First we create a mapping(cb_map) between the chunks (the thing between the pluses), and the buckets.  We look at each bucket's resource signature and compare them to the chunk.  If the bucket matches, we add it to the cb_map with the number of chunks each node in this bucket can satisfy.  If scatter/vscatter is requested, the satisfiable chunks is set to 1.  We also keep a sum of the total number of nodes in each bucket.  At the end, if the total is less than the requested number of chunks, we know the job can never run.  Now we have a mapping between all the chunks and the buckets that can satisfy them.  Note that a bucket can appear multiple times in the cb_map, if it can satisfy multiple chunks.


It's now time to create the final mapping between the chunks and the nodes.  To do this we create a working copy of the free, busy_later, and busy bitmaps.  These are used to make sure we don't allocate the same node to multiple chunks.  We also create a bitmap which will contain the final node mapping.

We take each chunk and collect nodes for it.  We take our cb_map, and look over each chunk and each bucket mapping to that chunk.  We start by looking at the busy later nodes.  We should allocate nodes which have time constraints first before nodes that have no time constraints.  We allocate all nodes in the busy later bitmap to the job where the job will complete before the node is busy.  If we still need more nodes, we get them from the free bitmap.  If we still need more nodes for this chunk, we move onto the next bucket.

After we have gone over the chunks and buckets in our cb_map, we will know if the job can run now or not.

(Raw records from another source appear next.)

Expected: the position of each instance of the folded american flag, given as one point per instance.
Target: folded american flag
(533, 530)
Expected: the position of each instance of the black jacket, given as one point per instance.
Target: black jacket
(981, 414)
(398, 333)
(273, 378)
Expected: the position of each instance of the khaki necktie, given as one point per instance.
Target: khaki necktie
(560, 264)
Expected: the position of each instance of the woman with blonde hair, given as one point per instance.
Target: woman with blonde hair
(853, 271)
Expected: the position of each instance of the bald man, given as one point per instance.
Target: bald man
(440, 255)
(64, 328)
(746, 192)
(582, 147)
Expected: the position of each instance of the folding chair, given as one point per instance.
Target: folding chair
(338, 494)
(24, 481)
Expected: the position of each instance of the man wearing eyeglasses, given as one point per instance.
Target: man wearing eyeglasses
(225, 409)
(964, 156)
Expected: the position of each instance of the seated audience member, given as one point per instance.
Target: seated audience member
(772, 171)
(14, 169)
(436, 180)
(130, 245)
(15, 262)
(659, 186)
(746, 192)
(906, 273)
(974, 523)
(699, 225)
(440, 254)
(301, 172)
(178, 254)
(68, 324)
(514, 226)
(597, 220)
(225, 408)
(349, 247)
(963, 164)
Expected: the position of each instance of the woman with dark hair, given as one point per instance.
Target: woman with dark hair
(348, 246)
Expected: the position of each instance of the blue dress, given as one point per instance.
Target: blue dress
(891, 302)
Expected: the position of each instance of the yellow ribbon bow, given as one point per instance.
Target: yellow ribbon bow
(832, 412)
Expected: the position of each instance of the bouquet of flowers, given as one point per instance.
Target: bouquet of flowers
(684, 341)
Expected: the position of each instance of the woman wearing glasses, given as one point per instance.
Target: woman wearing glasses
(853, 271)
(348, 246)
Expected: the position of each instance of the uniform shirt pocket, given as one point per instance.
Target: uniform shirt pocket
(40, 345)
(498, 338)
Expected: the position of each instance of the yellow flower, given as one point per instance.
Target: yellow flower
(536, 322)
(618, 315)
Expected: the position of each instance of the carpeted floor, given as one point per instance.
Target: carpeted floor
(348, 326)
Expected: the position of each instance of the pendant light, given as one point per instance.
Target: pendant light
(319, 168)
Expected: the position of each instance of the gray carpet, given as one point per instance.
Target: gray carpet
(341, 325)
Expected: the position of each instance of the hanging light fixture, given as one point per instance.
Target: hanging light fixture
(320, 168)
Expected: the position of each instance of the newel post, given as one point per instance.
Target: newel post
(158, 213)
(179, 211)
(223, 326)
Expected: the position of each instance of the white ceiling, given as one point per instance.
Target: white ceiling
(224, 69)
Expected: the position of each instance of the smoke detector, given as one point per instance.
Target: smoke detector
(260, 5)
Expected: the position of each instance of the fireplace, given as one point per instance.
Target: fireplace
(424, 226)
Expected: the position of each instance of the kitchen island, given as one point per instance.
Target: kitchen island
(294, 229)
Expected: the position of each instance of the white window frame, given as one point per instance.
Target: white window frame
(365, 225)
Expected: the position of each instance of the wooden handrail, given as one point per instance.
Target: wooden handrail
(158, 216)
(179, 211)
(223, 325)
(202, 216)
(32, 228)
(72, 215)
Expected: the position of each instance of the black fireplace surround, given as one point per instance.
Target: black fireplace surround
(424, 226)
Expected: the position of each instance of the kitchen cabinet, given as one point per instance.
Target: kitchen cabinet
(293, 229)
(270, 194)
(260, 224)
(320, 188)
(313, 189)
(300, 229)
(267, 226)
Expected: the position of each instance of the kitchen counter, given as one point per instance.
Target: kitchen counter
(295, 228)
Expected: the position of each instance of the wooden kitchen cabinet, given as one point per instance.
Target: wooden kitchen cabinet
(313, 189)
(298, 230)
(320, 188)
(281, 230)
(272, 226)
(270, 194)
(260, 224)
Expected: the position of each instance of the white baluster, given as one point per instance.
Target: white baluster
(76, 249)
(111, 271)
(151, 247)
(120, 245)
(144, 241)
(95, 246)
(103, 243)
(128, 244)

We store which nodes in which the job will run in a set of allocation bitmaps (one per chunk).  They are stored in the cb_map.  This is because the final exec_vnode needs to match 1:1 with the chunks in the select statement.  If we had only one allocation bitmap, the exec_vnode would be in order of the nodes in the bitmaps, not the select statement.


We finally turn the cb_map allocation bitmaps into an nspec array.  We go over each chunk in the cb_map and allocate nodes.  For each on bit in the bitmap, we allocate the node N times to the exec_vnode where N is the number of times the bucket can be allocated to the chunk.  In the end we have an nspec array of all the allocated nodes.


A new bitmap library has been implemented for arbitrary length bitmaps.

Interactions with other features

External changes

The bucket code path will be used or it won't be used.  This decision is completely up to the scheduler to decide.  There are no external controls to this feature.  That being said, there are external behavior changes.